Ich bin jetzt die Feuerwehr, die Streiks löscht. Nicht bricht, bitte sehr, sondern löscht. Und da so viele Jahre, die für die Arbeiter verloren waren, nachzuholen sind, streiken sie im Moment überall. Es ist eine Art Volkssport geworden, den wir uns einfach nicht leisten können. Wir vermitteln, hören beide Seiten an und schlagen Lösungen vor. Nach so vielen Jahren Kommandowirtschaft ist die Kommunikation zwischen Betriebsleitung und Arbeitern natürlich gestört, es gibt heftige Aversionen, auch Haß. Nie hätte ich gedacht, daß ich sowas machen muß. Streik, Aufstand, Widerstand – wie könnte es davon jemals zu viel geben. Glauben Sie, wenn die Arbeiter diese Parteibonzokratie zum Teufel jagen würden, wär ich bekümmert? Das Dumme ist, wir sind nicht allein – und wären wirs, wären wir kaum in dieser Situation.“
Er lachte rauh und wischte sich Tränen aus den Augen, die eher seiner Müdigkeit geschuldet waren.
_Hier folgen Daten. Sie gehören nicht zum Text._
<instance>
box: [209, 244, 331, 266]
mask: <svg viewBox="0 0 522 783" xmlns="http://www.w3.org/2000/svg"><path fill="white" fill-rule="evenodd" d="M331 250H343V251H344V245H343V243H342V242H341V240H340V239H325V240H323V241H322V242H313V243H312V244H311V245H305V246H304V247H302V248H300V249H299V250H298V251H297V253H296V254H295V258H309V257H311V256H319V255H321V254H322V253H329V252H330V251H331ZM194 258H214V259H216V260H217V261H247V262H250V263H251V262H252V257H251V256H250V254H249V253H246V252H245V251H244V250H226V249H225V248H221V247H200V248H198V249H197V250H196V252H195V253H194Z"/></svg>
„Ja, nicht allein, sagen Sie. Ich habe da einen Brief für Sie mitgebracht, von Jaroslaw Š. und seinen Freunden in der Tschechoslowakei. Ich soll Sie herzlich grüßen.“
„Haben Sie persönlich mit ihm gesprochen?“
„Ja, und er hat mich eindringlich gebeten, Ihnen auch persönlich zu sagen, wie wichtig ihm ist, was sie schreiben.“
„Ich muß es ja erst mal lesen, einen Augenblick bitte.“ Er entfaltete den Zettel, setzte sich eine Brille mit dickem Rand auf die Nase und entzifferte die winzige Schrift in Augenhöhe.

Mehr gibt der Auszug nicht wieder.